The French neurologist Jean-Martin Charcot (1825–1893) was the first person to recognize multiple sclerosis as a distinct disease in 1868. Summarizing previous reports and adding his own clinical and pathological observations, Charcot called the disease sclerose en plaques.
The first attempt to establish a set of diagnostic criteria was also due to Charcot in 1868. He published what now is known as the "Charcot triad", consisting of nystagmus, intention tremor, and telegraphic speech (scanning speech). Charcot also observed cognition changes, describing his patients as having a "marked enfeeblement of the memory" and "conceptions that formed slowly".
The diagnosis was based on Charcot triad and clinical observation until Schumacher made the first attempt to standardize criteria in 1965 by introducing some fundamental requirements: Dissemination of the lesions in time (DIT) and space (DIS), and that "signs and symptoms cannot be explained better by another disease process". The DIT and DIS requirement was later inherited by the Poser and McDonald criteria, whose 2017 revision is in use.
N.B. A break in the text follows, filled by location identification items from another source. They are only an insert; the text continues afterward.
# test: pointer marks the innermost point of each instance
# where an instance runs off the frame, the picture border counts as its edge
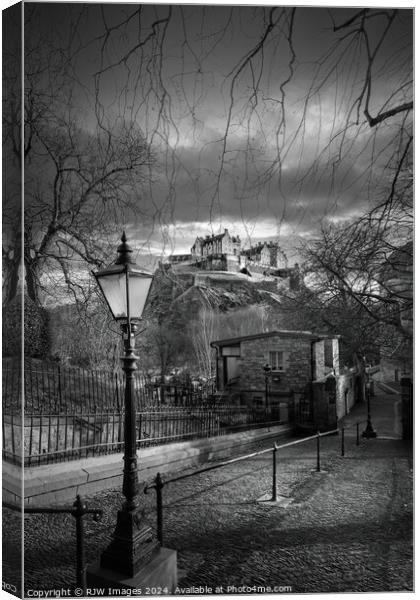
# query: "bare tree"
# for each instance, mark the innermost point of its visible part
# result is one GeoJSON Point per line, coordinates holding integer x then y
{"type": "Point", "coordinates": [82, 176]}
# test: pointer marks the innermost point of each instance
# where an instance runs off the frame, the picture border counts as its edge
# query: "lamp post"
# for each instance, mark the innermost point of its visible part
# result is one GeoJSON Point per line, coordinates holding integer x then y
{"type": "Point", "coordinates": [126, 288]}
{"type": "Point", "coordinates": [369, 432]}
{"type": "Point", "coordinates": [267, 371]}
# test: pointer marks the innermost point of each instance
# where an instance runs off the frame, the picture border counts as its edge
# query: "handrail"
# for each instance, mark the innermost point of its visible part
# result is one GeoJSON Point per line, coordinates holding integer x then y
{"type": "Point", "coordinates": [242, 457]}
{"type": "Point", "coordinates": [78, 510]}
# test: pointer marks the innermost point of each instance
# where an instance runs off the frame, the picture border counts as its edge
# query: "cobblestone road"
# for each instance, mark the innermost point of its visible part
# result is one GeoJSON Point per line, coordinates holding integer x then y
{"type": "Point", "coordinates": [347, 529]}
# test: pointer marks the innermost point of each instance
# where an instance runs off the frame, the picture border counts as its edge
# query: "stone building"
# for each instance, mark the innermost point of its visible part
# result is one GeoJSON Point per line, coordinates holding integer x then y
{"type": "Point", "coordinates": [219, 244]}
{"type": "Point", "coordinates": [296, 359]}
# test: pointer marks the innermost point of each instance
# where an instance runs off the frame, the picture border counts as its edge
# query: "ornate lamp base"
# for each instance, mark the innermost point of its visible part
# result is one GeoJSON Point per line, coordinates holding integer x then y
{"type": "Point", "coordinates": [133, 544]}
{"type": "Point", "coordinates": [369, 432]}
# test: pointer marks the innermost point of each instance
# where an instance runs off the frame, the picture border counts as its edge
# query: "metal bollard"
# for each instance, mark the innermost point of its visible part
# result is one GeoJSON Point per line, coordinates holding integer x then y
{"type": "Point", "coordinates": [274, 495]}
{"type": "Point", "coordinates": [159, 507]}
{"type": "Point", "coordinates": [318, 452]}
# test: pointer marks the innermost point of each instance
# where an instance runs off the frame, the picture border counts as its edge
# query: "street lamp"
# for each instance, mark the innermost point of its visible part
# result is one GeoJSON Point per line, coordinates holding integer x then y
{"type": "Point", "coordinates": [267, 371]}
{"type": "Point", "coordinates": [126, 288]}
{"type": "Point", "coordinates": [369, 432]}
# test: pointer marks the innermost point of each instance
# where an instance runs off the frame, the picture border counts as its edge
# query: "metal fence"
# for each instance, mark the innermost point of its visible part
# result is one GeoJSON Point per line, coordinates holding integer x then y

In 1996, the US National Multiple Sclerosis Society (NMSS) (Advisory Committee on Clinical Trials) defined the first version of the clinical phenotypes that is in use. In this first version, they provided standardized definitions for four MS clinical courses: relapsing-remitting (RR), secondary progressive (SP), primary progressive (PP), and progressive relapsing (PR). In 2010, PR was dropped and CIS was incorporated. Three years later, the 2013 revision of the "phenotypes for the disease course" were forced to consider CIS as one of the phenotypes of MS, making obsolete some expressions like "conversion from CIS to MS". Other organizations have proposed later new clinical phenotypes, like HAMS (Highly Active MS).
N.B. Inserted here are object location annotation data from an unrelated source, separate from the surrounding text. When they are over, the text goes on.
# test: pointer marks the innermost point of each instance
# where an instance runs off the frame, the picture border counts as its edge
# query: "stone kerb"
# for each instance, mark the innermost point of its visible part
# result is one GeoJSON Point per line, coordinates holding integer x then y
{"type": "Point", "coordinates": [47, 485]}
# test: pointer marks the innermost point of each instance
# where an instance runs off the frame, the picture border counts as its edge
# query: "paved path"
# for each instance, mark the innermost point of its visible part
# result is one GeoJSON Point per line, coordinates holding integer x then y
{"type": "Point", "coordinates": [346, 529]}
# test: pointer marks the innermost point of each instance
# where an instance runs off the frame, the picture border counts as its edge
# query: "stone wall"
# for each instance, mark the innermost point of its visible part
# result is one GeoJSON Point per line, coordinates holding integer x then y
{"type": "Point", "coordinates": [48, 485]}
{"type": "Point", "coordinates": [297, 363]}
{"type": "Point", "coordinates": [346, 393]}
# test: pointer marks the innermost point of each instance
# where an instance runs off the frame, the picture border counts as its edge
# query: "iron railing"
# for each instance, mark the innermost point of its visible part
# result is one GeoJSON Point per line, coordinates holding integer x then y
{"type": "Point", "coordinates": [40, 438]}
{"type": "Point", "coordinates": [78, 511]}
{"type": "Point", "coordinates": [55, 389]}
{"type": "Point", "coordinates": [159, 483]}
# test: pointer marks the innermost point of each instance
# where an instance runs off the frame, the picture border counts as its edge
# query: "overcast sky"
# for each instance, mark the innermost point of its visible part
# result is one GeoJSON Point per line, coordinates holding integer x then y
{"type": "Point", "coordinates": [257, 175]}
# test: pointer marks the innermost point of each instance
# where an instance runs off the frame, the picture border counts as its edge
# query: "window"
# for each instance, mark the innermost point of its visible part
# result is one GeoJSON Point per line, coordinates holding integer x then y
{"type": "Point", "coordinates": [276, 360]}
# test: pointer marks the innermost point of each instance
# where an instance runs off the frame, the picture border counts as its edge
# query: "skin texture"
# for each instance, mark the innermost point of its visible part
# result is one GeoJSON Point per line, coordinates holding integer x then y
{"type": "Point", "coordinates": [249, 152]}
In 2011, mitoxantrone was the first medication approved for secondary progressive MS. In this population, tentative evidence supports mitoxantrone moderately slowing the progression of the disease and decreasing rates of relapses over two years.
The International Advisory Committee on Clinical Trials of MS describes four types of MS (revised in 2013) in what is known as the Lublin classification:
New approved medications continue to emerge. In March 2017, the FDA approved ocrelizumab as a treatment for primary progressive MS in adults, the first drug to gain that approval, with requirements for several Phase IV clinical trials. It is also used for the treatment of relapsing forms of multiple sclerosis, to include clinically isolated syndrome, relapsing-remitting disease, and active secondary progressive disease in adults. According to a 2021 Cochrane review, ocrelizumab may reduce worsening of symptoms for primary progressive MS and probably increases unwanted effects but makes little or no difference to the number of serious unwanted effects.
In 2019, siponimod and cladribine were approved in the United States for the treatment of secondary progressive multiple sclerosis (SPMS). Subsequently, ozanimod was approved in 2020, and ponesimod was approved in 2021, which were both approved for management of CIS, relapsing MS, and SPMS in the U.S., and RRMS in Europe.
Ublituximab was approved for medical use in the United States in December 2022.
In 2024, scientists shared research on their findings of ancient migration to northern Europe from the Yamnaya area of culture, tracing MS-risk gene variants dating back around 5,000 years. The MS-risk gene variants protected ancient cattle herders from animal diseases, but modern lifestyles, diets and better hygiene, have allowed the gene to develop, resulting in the higher risk of MS today.
Ocrelizumab/hyaluronidase was approved for medical use in the United States in September 2024.